Madison Avenue vs. an Algorhythm - Are Those Our Only Choices?

Scott Karp discusses the awakening of Madison Avenue to the potential of the web in a recent post entitled The Future of Online Advertising: Entertainment vs Information. In it Scott profiles a really awful ad execution for a Toyota Matrix campaign and contrasts that with useful information found on the other side of a click from a Google search result.

I like Karp’s blog a great deal and respect his intelligence and perspective on the media marketplace but I feel this post really over simplifies the “future of Online Advertising” through the selection of these two campaigns. As isolated cases, the user experience and value (or lack thereof) are pretty evident. But these are two examples picked to support a point. What if you wanted to raise awareness of a car model, perhaps inspire conversations around the topic?
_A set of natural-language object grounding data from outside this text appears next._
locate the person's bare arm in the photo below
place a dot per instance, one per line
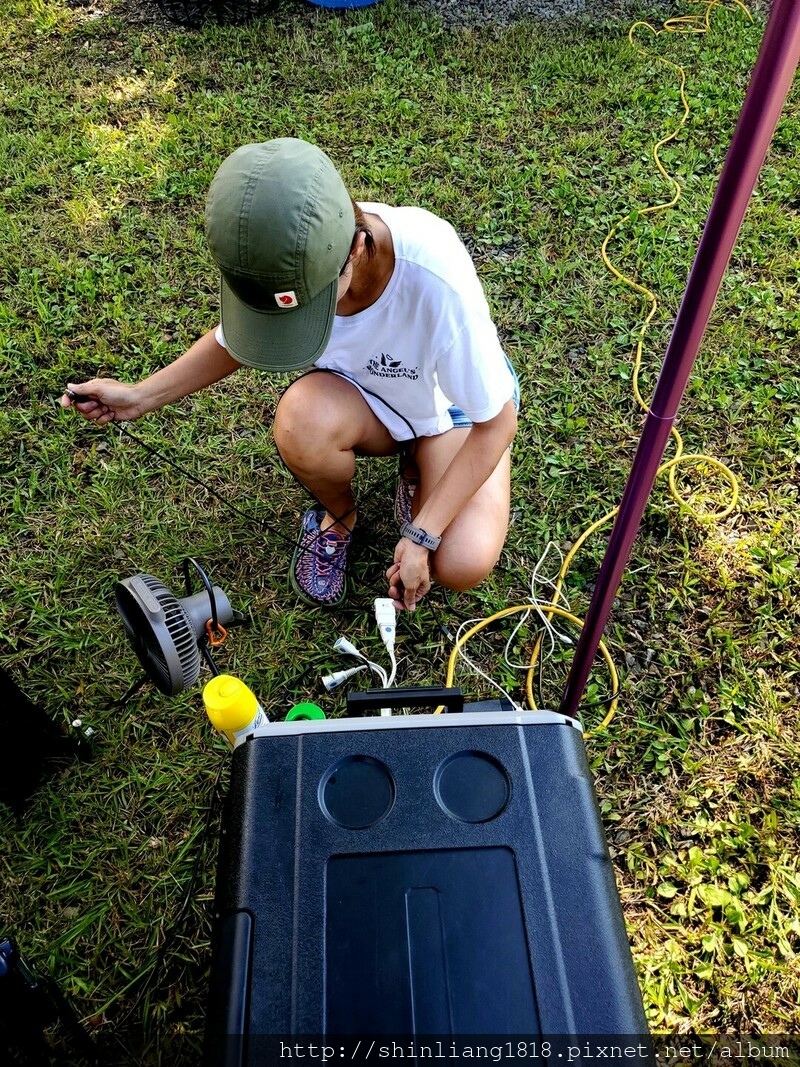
(205, 363)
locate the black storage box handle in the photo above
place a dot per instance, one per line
(414, 696)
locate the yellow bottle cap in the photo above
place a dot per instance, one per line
(229, 703)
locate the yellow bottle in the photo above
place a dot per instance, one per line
(233, 707)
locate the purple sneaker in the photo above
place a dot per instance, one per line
(403, 495)
(318, 564)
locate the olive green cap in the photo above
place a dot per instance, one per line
(280, 224)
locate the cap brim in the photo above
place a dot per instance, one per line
(277, 340)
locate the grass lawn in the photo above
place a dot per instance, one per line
(534, 141)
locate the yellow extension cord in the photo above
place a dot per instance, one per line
(685, 24)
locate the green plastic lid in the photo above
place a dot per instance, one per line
(307, 710)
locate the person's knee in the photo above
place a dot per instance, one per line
(304, 427)
(464, 567)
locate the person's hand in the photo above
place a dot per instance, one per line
(106, 399)
(410, 575)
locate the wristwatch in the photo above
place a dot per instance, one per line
(420, 537)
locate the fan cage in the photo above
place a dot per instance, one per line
(181, 669)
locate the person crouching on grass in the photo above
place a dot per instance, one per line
(386, 300)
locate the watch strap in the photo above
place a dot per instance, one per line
(420, 537)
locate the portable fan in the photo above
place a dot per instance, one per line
(169, 633)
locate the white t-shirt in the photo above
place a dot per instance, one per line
(428, 343)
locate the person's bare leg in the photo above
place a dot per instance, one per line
(321, 424)
(473, 542)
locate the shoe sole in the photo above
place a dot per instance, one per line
(303, 594)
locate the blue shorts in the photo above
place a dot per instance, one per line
(460, 420)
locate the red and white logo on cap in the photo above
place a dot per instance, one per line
(286, 299)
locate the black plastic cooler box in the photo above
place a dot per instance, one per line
(416, 874)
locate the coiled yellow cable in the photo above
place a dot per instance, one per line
(685, 24)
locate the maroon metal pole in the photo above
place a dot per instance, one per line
(769, 84)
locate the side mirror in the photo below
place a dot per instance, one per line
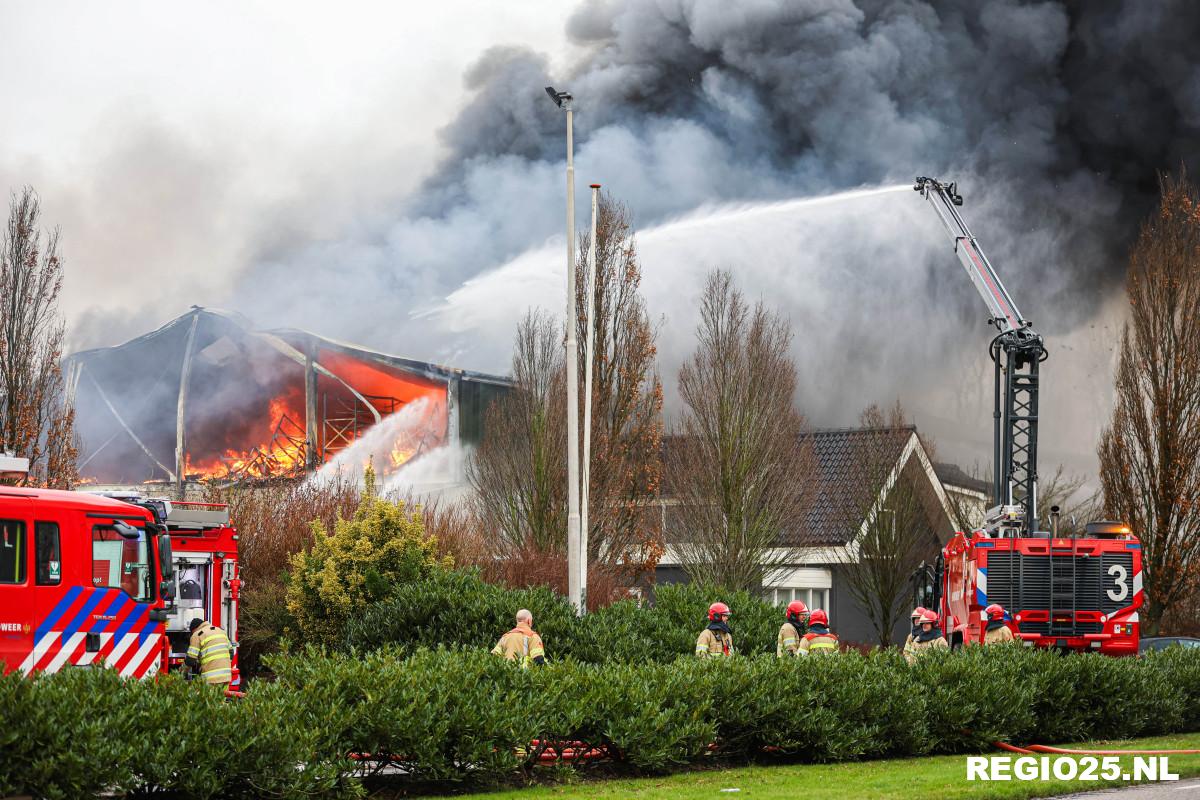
(125, 529)
(165, 557)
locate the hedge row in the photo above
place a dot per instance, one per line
(457, 608)
(467, 717)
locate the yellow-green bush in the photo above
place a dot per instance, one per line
(360, 561)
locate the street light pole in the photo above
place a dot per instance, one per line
(588, 355)
(574, 591)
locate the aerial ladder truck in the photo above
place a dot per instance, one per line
(1072, 593)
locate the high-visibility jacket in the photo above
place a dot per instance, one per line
(210, 648)
(999, 635)
(916, 648)
(714, 644)
(789, 641)
(819, 643)
(522, 645)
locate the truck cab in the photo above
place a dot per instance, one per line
(84, 579)
(204, 558)
(207, 584)
(1074, 594)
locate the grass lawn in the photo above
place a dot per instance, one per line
(941, 776)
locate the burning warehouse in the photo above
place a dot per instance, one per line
(209, 397)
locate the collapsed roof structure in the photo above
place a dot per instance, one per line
(210, 397)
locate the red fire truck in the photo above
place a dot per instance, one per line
(205, 584)
(82, 582)
(1072, 593)
(112, 578)
(207, 575)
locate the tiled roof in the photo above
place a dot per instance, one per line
(840, 456)
(953, 475)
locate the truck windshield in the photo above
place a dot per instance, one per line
(120, 563)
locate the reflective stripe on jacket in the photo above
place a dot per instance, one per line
(819, 643)
(210, 648)
(915, 648)
(521, 644)
(711, 644)
(999, 636)
(789, 641)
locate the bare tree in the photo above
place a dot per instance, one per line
(35, 421)
(894, 531)
(627, 400)
(519, 470)
(1150, 452)
(738, 464)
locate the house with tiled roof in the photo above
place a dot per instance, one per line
(816, 558)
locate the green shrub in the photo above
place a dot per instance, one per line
(65, 735)
(363, 559)
(462, 716)
(459, 608)
(1180, 669)
(976, 696)
(820, 708)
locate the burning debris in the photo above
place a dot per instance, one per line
(207, 397)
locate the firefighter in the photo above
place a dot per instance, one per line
(930, 638)
(957, 632)
(820, 639)
(997, 631)
(522, 644)
(915, 618)
(791, 631)
(717, 639)
(209, 654)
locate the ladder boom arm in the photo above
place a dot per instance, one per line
(945, 197)
(1017, 350)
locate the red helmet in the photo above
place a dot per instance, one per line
(796, 608)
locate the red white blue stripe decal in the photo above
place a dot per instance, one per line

Would a keyword buy do that?  I don’t think so.  Advertisers need to use the right tool for the job.  Keyword buys are great at harvesting demand but they rarely create demand.  That’s just why BMW did with a sponsored a recent content with Graffiti as part of the campaign that  launched the BMW 1 series.  This execution stimulated thousands of face to face and online conversations as a result.  Did some of those conversations prompt people to search for BMW 1 series?  You bet.

Just like text link advertising shouldn’t be dismissed with every bad execution

or

Neither should a bad ad campaign be used to throw out Madison Avenue, Online Advertising, or Entertaining Ads.
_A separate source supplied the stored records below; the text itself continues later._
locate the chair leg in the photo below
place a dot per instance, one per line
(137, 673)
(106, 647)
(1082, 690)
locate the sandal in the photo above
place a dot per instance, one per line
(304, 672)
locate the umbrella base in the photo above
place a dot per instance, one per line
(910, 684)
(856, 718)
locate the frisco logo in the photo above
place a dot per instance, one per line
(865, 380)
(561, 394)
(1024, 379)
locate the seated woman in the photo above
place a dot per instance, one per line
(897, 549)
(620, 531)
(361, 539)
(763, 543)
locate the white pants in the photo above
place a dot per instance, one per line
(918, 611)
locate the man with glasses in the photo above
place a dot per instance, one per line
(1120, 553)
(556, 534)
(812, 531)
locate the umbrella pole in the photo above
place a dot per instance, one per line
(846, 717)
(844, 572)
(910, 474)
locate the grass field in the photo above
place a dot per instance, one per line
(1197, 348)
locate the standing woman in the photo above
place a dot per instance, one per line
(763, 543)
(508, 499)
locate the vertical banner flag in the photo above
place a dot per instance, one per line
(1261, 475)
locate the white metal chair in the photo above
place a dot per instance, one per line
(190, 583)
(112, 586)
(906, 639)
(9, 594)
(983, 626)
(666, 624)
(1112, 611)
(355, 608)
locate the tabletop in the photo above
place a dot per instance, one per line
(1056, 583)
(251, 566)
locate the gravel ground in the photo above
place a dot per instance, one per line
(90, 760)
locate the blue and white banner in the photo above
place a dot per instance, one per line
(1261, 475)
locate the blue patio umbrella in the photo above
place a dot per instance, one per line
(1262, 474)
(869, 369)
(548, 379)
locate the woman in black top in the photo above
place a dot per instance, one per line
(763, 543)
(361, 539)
Ad creative executives will have to work harder however. It isn’t enough to make someone smile at the end of a 30 second clip it is about using tools that serve their customer base.  That toolbox is getting richer and more diverse.

Scott Karp - To understand web publishing you must use the tools

I’m a big fan of Scott Karp. Scott does a great job of tracking the shifts in the media business. This post charts the disconnect between traditional publishing and “new media” publishing. In short, journalist using antiquated CMS tools that were built to adhere to established print publishing (or TV) workflows don’t receive any of the advantages that a guy like me with a free wordpress account would.

To borrow a well know marketing tag line - “Just do it.”

While this is extremely important for web journalists, I would say that marketers, salespeople, etc. should give it a go as well.

Why do so many big media companies seem to ignore these tools while smaller, more nimble independent authors sitting on publicly available blog platforms steal their audience and advertising dollars? Because so many of the people that sought out the tools left their organization and the need for different tools mandates a different organizational structure. Finally, if you spent millions customizing a CMS system would want to be the person that explains how 2 guys and a ~$2000 Movable Type or WordPress support contract is doing a better job at attracting an audience and the search engines that deliver that audience?